If you participate in this common holiday event, your risk for COVID-19 multiplies

Since the coronavirus pandemic made its way into our lives back in March, the seasons and holidays have been met with restrictions. Spring felt like a minute where families resorted to Zoom Easter Sunday gatherings. Memorial Day and Labor Day were less partying and more creative, and the crowded beaches of summer were maybe not as crowded this year.

With Halloween around the corner, the Centers for Disease Control and Prevention has advised avoiding higher risk activities like trick-or-treating or haunted hayrides.

Candy chutes are replacing traditional door knocks in some parts of the country, and while Halloween isn’t exactly canceled, it’s going to feel a lot different just like everything else this year, including one of the biggest shopping days in the country: Black Friday.

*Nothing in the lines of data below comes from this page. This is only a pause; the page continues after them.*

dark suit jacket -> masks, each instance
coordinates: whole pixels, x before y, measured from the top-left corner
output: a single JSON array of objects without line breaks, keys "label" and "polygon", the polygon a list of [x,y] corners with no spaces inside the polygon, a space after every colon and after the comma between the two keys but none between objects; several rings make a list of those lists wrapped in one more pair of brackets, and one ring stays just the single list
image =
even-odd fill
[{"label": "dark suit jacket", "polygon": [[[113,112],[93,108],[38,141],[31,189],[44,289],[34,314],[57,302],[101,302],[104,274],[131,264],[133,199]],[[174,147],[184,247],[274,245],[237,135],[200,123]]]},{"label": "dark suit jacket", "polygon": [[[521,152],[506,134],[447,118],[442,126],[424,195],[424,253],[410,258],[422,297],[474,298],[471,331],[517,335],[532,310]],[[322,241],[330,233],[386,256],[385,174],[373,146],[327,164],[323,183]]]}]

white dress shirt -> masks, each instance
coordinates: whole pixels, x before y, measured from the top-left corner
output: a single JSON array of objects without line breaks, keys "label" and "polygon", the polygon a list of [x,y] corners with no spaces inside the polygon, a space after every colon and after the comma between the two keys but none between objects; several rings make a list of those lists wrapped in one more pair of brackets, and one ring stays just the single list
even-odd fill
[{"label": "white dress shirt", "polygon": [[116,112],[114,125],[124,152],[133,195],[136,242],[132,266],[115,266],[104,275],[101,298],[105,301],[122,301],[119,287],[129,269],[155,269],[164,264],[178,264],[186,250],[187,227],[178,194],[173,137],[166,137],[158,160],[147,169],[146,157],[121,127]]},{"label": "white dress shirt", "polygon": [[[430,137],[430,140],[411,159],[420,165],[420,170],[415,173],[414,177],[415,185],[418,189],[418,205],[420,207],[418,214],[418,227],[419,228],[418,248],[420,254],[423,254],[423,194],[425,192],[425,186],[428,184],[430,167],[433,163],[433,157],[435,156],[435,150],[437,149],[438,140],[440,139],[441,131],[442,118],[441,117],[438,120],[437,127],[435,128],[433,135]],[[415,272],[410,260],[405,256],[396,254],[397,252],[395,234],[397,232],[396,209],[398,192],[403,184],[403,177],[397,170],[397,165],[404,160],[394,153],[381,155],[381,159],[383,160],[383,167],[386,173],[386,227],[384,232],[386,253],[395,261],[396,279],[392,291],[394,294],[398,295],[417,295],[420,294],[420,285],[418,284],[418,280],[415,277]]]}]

As the holiday season creeps closer and closer, shopping at crowded stores has been listed as a higher risk activity by the CDC. Other traditional Thanksgiving events such as parades and attending large indoor gatherings with people not from your household have also been labeled as higher risk activities and people should avoid these events in order to help prevent the spread of the virus, the CDC warns. Even the annual Turkey Trot should be avoided, per the organization.

“Thanksgiving is a time when many families travel long distances to celebrate together,” the CDC says on its website. “Travel increases the chance of getting and spreading the virus that causes COVID-19. Staying home is the best way to protect yourself and others. If you must travel, be informed of the risks involved.”

In order to avoid over-crowding and make shopping safer, online shopping is expected to take an even bigger role than normal. While Cyber Monday basically starts even earlier than the actual day, retailers are preparing to shift customers to shop online earlier than before with deals coming from Walmart, Best Buy, and Amazon in October, CNBC reported.

From the report:

“Retailers from Amazon to Target are trying to nudge Americans to start holiday shopping sooner and avoid crowds by extending their Black Friday deals. They’re also offering sales online and through smartphone apps rather than just in-store. Several major retailers, including Walmart and Best Buy, have said they’ll start deals in October. Amazon confirmed it will have its Prime Day deals kick off at midnight PT on Oct. 13 and continue through Oct. 14. And Target announced its own programming: a promotional event dubbed Target Deal Days on the same two days.”

Other stores such as Home Depot plan to offer two months of Black Friday deals, the company announced.

“For the first time ever, our Black Friday prices will be available throughout the holiday season. Savings will start in early November and last through December, both in-store and on homedepot.com. Say goodbye to one day of frenzied shopping and enjoy Black Friday savings all season long without the stress and crowds,” a blog post read.

Be sure to get the shopping in early.